Simple, put the start of the shift, the end of the shift, and other pertinent times in the shift report, usually in the narrative. I also used to put times at the check-off points. For example: if I started a tube feed at 1400 and it went until 1445, I would write "1400-1445" next to tube feed with rest of notation, such as kind of formula. If I gave a back rub at 1700, "1700" next to the notation for back rub. In the narrative, "1100- Assumed care. Vital signs taken: blah, blah.....Assessment done per flow sheet, noting ..blah, blah. 1400-Enteral feeding blah, blah. 1450-Called Dr. Smith, notified blah, blah. 1800-Blah, blah 0330-Relinquished care to Suzy Q, RN. Departed home. All one has to do is to put times all over the nurses note, paying strict attention to start and finish times for the shift. Don't have specific examples to send, but I think this isn't difficult to deal with. Don't know what their problem is, unless the notes don't show times at all.

Specializes in PICU/ICU INP since 2005.

Thanks, Caliotter,

This is an audit (like the IRS picking a random nurse to audit). They have an independent nurse consultant who has decided the documentation does not show that the nurse - who billed for the 12 hour shift - showed enough documentation to have them PAY for the 12 hour shift that Medi-Cal has given the child. The auditors are skipping right over Medi-Cal, and going after the nurse based on "not enough documentation" to support her being there for a 12 hour shift. Any Home Care nurse, especially those on night shift, know that there is down time when the patient doesn't require hands-on care - yet, requires the safety of an RN to monitor their status. The paperwork was filled out thoroughly, and done according to Medi-Cal guidelines (which have been fine for 4 years of billing Medi-Cal). Now, the independent audit is looking for "fraud" based on THEIR position that it is not enough documentation to support paying for a 12 hour shift! (Medi-Cal assigned the hours!)

Very frustrating - and, a reason I need to gather as many samples of Home Health - even Med Surg - flow sheets to show that there was, indeed, "enough charting" per other Hospital and Home Agency standards.

Ninety per cent of my shift time on night shift medi-Cal cases has consisted of sitting in a chair (preferably a rocking chair!), watching my patient's breathing patterns as they sleep.

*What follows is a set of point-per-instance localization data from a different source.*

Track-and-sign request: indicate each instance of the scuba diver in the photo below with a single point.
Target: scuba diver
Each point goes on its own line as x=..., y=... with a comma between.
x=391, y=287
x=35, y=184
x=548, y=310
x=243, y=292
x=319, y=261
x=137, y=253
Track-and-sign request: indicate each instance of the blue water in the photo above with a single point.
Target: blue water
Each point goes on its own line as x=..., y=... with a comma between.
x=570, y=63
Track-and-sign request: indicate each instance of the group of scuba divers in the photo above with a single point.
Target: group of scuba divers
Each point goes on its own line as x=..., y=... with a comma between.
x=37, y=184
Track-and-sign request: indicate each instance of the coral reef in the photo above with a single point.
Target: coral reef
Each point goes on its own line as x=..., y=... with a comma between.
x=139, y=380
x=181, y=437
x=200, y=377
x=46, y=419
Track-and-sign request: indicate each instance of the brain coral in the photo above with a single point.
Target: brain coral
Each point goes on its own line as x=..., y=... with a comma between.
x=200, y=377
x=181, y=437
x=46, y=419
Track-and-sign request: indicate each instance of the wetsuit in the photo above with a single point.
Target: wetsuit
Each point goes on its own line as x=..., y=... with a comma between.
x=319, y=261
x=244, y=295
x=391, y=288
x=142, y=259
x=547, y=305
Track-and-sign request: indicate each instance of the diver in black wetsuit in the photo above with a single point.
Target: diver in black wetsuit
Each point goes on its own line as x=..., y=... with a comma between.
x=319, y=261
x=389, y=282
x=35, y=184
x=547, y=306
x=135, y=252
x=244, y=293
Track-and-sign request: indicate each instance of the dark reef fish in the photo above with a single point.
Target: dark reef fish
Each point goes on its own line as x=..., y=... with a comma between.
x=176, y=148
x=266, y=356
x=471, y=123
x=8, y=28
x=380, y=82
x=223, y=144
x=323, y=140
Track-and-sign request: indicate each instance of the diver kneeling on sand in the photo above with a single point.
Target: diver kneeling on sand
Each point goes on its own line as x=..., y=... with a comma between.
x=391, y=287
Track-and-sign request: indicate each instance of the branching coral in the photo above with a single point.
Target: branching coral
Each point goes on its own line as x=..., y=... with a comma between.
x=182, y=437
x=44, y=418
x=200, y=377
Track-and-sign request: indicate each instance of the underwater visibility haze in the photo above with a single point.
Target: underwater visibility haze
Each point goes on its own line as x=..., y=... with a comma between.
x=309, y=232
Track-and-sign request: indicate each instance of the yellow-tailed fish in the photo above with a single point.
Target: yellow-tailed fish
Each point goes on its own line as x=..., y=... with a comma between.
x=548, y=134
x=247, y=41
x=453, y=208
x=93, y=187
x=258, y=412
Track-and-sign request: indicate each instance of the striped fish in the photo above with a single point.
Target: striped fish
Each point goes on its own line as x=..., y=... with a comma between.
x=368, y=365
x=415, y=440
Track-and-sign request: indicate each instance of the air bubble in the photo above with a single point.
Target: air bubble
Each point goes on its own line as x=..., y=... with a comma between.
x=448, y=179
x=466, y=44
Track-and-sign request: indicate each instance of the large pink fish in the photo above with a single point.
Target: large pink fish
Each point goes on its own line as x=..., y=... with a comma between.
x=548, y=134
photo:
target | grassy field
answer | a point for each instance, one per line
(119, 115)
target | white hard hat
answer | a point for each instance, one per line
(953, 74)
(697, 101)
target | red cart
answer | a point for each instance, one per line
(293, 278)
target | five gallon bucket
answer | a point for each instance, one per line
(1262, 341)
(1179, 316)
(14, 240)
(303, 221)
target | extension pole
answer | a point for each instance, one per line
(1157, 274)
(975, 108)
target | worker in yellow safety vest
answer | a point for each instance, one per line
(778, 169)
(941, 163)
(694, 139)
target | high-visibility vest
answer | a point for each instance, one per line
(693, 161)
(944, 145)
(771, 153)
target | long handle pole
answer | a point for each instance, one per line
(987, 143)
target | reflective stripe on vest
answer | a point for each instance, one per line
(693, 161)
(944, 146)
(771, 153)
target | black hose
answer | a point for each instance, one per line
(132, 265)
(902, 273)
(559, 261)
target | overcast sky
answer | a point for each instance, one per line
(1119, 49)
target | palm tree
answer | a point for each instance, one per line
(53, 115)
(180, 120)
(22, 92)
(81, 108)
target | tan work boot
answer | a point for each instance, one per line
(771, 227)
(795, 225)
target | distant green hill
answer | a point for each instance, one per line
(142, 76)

I still have to be there to monitor them, whether there are alarms set up or not. I can see where there would not be enough charting for many (most) of my contemporaries. I can visualize the charting of one nurse at a former agency that would fit your bill to a T. She would go up into the check-off portion and go to town. She put in times of diaper changes. Each time she changed position of the patient she showed it, 0200-L side, 0400-R side . She put stuff up there that I hadn't even thought of and I learned from her charting. Too bad I don't have a copy of one of her nursing notes to send you. If all your nurses charted like this individual, you wouldn't have anything to worry about. I agree that this auditor is going overboard. I think they just want to cut the hours anyway. We used to get hours cut all the time, but I was told that it was because the agency didn't provide nurses for the hours authorized. Not used, not needed, hours therefor cut.